[OpenAFS] Overview? Linux filesystem choices
Robert Milkowski
milek@task.gda.pl
Thu, 30 Sep 2010 20:48:45 +0100
On 30/09/2010 13:19, Stephan Wiesand wrote:
> Hi Jeff,
>
> On Sep 29, 2010, at 22:18 , Jeffrey Altman wrote:
>
>
>> RAID is not a replacement for ZFS. ZRAID-3 protects against single bit
>> disk corruption errors that RAID cannot. Only ZFS stores a checksum of
>> the data as part of each block and verifies it before delivering the
>> data to the application. If the checksum fails and there are replicas,
>> ZFS will read the data from another copy and fixup the damaged version.
>> That is what makes ZFS so special and so valuable. If you have data
>> that must be correct, you want ZFS.
>>
>
> you're right, of course. This is a very desirable feature, and the main reason why I'd love to see ZFS become available on linux.
>
> I disagree on the "RAID cannot provide this" statement though. RAID-5 has the data to detect single bit corruption, and RAID-6 even has the data to correct it. Alas, verifying/correcting data upon read is not a common feature. I know of just one vendor (DDN) actually providing it. It's a mystery to me why the others don't.
>
>
Most of the raid controller do not check any parity on reads if a raid
group is not degraded.
In case of RAID-5 this would make them very slow (as you would need
entire stripe of data).

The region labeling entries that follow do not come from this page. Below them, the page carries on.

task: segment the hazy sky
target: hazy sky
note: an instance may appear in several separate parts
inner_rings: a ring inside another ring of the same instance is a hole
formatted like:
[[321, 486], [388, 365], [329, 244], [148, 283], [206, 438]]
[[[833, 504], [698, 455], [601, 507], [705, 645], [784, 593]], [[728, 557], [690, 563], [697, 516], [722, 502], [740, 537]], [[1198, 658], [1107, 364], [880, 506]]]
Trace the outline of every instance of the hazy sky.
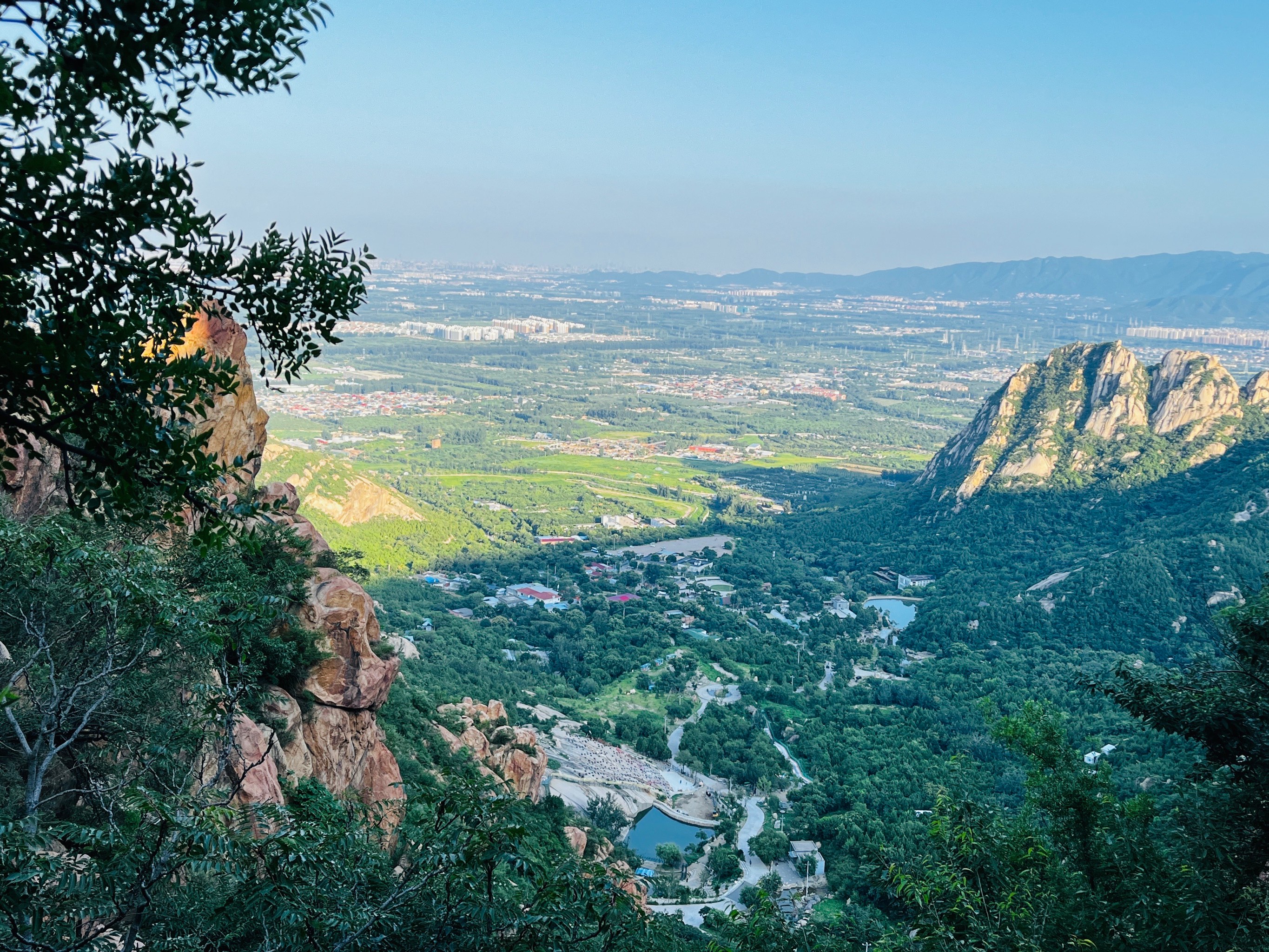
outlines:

Not to mention that in ZFS it works with any
RAID configuration, including stripe for meta-data (by default).
ZFS always checks its checksums on reads and transparently fixes any
corruption if it can.
Additionally ZFS uses *much* stronger checksums that what you have in
raid controllers - currently it uses even sha256 if you want it. It
means it can detect much more than just a single bit errors.
Another good feature is that with zfs you get a so called end-to-end
checksumming - if data corruption happened anywhere from a disk to
memory (medium errors? driver bugs? SAN? ...) zfs should be able to
detect it and fix it. Not that long ago I was hit by a data corruption
by one of a SAN switches... fortunately ZFS dealt with it (and other
switch was fine). The other time there was something wrong with one of a
scsi cards which under load was corrupting data.... fortunately we used
zfs mirror between two different jbods via separate scsi cards so from
an application point of view all was fine. Etc...
Not that it happens everyday... but when it does then ZFS just rocks :)
And *no* fsck :)
+ compression, deduplication, ... and much more :)
--
Robert Milkowski
http://milek.blogspot.com